UNDER THE LIVE OAKS
“See!” said Keela shyly. “It is the camp of my people.”
It lay ahead, a fire-blot in the darkling swamp, a primitive mirage of primitive folk, of palmetto wigwams and log-wheel fires among the live oaks of a lonely island.
Keela’s wagon presently forded a shallow creek and crossed an island plain. Thence it came by a winding road to the village, where, with the halting of the wagon, the travelers became the hub of a vast and friendly wheel of excitement.
Hospitable hands were already leading Keela’s horses away when Mr. Poynter rode sedately into camp and, descending to terra firma in the light of the nearest camp fire, guilefully proceeded to assure himself of a welcome and immediate attention by spectacular means; he simply unwound the hullabaloo.
Cymbals clashed, the drum cannonaded fearfully and to the sprightly measures of “The Glowworm,” the Indians who had collected about Keela’s wagon to stare at Diane, decamped in a body to the side of Mr. Poynter, who smiled and proceeded in pantomime to make friends with all about him.

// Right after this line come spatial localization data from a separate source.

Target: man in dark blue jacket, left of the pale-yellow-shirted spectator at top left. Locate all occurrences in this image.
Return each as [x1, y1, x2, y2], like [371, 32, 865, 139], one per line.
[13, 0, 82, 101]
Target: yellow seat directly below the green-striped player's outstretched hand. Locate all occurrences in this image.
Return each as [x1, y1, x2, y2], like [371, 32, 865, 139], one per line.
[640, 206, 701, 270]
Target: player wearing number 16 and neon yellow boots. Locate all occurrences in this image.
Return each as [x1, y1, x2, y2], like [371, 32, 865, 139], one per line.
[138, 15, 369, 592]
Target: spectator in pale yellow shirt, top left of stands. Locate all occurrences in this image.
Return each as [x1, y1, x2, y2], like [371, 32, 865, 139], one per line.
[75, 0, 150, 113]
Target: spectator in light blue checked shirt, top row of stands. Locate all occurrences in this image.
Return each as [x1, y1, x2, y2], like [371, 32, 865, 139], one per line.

This, by virtue of the entertaining music-machine, was not difficult. Having exhausted the repertoire of the hullabaloo, he initiated the turbaned warriors into the mystery of unwinding tunes, thereby cementing the friendship forever.
The general din and excitement grew fearful. Presently the Thunder-Man was warmly assigned a wigwam, made of palmetto and the skins of wild animals above a split-log floor, to which he retired at the heels of Sho-caw, a copper-colored young warrior who had learned a little English from the traders.
Already rumor was rife among the staring tribe that Diane had strayed from the legendary clan of beautiful Indians in the O-kee-fee-ne-kee wilderness. The assignment of her wigwam, therefore, had been made with marked respect.
Here, as the Indian camp settled into quiet and the fires died lower, as the wild night sounds of the Glades awoke in the marsh outside, Diane lay still and wakeful and a little frightened. Wilderness and Seminole were still primeval. The world seemed very far away. The thought of the music-machine brought with it somehow a feeling of security.
With the broad white daylight, courage returned. From her wigwam Diane watched the silent village, wrapped in fog, wake to the busy life of the Glades. Somber-eyed little Indian lads carried water and gathered wood, fires brightened, there was a pleasant smell of pine in the morning air. Later, by Keela’s fire, she furtively watched Philip ride forth with a band of hunters.
So at last in the heart of the wildwood, among primitive folk whose customs had not varied for a century, Diane drank deep of the wild, free, open life her gypsy heart had craved. There were times when a great peace dwarfed the memory of the moon above the marsh; there were times when the thought of Ronador and Philip sent her riding wildly across the plains with Keela; there were still other times when a nameless disquiet welled up within her, some furtive distrust of the gypsy wildness of her blood. But in the main the days were quiet and peaceful.